Petit à petit, Paul découvre également le poids de son héritage familial : sa famille a fuit la Shoah jusqu’aux Etats-Unis. Alors qu’il doute de sa propre identité, le jeune homme va soudain ouvrir les yeux sur sa propre famille, qui tente tant bien que mal de se construire dans l’ombre glaciale de l’antisémitisme.

Au milieu de tous ces bouleversements, Paul va devoir affronter un monstre de plus : ses parents le séparent de Johnny pour l’envoyer dans une école privée tenue par Fred Trump (le vrai père de Donald Trump). Alors que ses professeurs et ses camarades veulent le forcer à rentrer dans un moule, Paul se rêve artiste. Très vite, il va devoir choisir : Veut-il de ce monde ? Ou doit-il tout quitter pour en construire un nouveau ?
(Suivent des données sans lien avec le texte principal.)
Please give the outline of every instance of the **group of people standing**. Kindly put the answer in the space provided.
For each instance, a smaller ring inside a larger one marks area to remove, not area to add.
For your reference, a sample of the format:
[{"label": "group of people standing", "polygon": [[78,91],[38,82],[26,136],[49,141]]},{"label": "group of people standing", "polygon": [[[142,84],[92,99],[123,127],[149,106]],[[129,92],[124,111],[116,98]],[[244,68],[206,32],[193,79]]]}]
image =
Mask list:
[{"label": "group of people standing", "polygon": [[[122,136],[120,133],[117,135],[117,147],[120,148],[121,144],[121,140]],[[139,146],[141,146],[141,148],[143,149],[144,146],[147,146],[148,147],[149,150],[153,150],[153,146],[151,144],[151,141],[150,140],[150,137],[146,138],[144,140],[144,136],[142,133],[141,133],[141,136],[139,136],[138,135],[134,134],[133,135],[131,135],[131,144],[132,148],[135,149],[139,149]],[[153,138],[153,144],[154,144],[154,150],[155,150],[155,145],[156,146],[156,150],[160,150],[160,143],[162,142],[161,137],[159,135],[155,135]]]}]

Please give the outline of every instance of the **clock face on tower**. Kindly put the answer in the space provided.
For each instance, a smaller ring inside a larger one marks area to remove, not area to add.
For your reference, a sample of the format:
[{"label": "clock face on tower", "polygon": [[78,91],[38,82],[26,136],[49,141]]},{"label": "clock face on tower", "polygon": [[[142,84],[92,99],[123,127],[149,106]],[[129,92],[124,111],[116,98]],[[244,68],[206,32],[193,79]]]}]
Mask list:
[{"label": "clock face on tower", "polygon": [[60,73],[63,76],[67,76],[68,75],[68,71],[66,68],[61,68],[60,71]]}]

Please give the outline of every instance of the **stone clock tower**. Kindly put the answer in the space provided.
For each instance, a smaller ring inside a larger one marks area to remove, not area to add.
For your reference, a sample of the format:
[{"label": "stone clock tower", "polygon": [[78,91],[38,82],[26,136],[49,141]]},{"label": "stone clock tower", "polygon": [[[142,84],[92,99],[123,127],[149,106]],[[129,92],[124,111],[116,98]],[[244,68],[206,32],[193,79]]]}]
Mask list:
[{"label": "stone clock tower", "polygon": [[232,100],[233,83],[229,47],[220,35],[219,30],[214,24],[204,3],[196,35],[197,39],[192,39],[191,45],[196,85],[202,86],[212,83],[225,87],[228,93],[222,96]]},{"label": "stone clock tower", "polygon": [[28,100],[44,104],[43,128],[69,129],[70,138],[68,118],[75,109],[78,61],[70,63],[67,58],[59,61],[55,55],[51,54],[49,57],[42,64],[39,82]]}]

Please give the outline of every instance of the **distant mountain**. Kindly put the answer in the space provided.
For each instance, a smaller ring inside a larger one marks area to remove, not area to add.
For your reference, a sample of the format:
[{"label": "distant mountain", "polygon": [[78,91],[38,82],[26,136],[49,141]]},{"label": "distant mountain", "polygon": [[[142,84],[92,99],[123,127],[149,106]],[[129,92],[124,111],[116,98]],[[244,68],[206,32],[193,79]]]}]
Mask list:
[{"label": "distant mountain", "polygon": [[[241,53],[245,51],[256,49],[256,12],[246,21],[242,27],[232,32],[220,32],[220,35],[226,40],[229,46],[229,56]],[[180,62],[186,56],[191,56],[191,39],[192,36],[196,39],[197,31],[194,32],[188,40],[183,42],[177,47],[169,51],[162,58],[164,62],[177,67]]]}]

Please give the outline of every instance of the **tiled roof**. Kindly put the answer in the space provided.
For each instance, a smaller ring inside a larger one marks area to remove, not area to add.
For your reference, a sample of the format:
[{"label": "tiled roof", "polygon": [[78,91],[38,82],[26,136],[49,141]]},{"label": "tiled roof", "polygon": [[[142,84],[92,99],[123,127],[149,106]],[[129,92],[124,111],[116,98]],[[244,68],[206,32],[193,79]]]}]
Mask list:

Un film dans la lignée d’une filmographie obsessionnelle

Armageddon Time est à l’image de la filmographie du réalisateur, intimiste, tragique, habité par les mêmes obsessions que ses films précédents. La mise en scène est impressionnante, prouvant une nouvelle fois le travail en profondeur de l’image et des corps. Les performances d’Anthony Hopkins et Jeremy Irons, qui continue d’impressionner depuis qu’il a laissé éclater la puissance de son jeu dans Succession, viennent illuminer un scénario qui ne parvient pas à dépasser ses lenteurs.

James Gray plonge dans son enfance pour aborder des sujets de fond : la vie des familles juives exilées aux Etats-Unis, confrontées à un passé tragique et à un antisémitisme permanent, le racisme et les violences policières, ou encore la perte de la figure paternelle. Mais il abandonne ses personnages en cours de route et clôture son film sur une image certes puissante, mais qui ne parvient pas à faire oublier tous les tracés non résolus. La morale posée au terme des conflits intérieurs de Paul paraît superficielle, avortée. Si l’esthétique et le jeu des comédiens impressionnent, on garde malheureusement un goût de trop peu.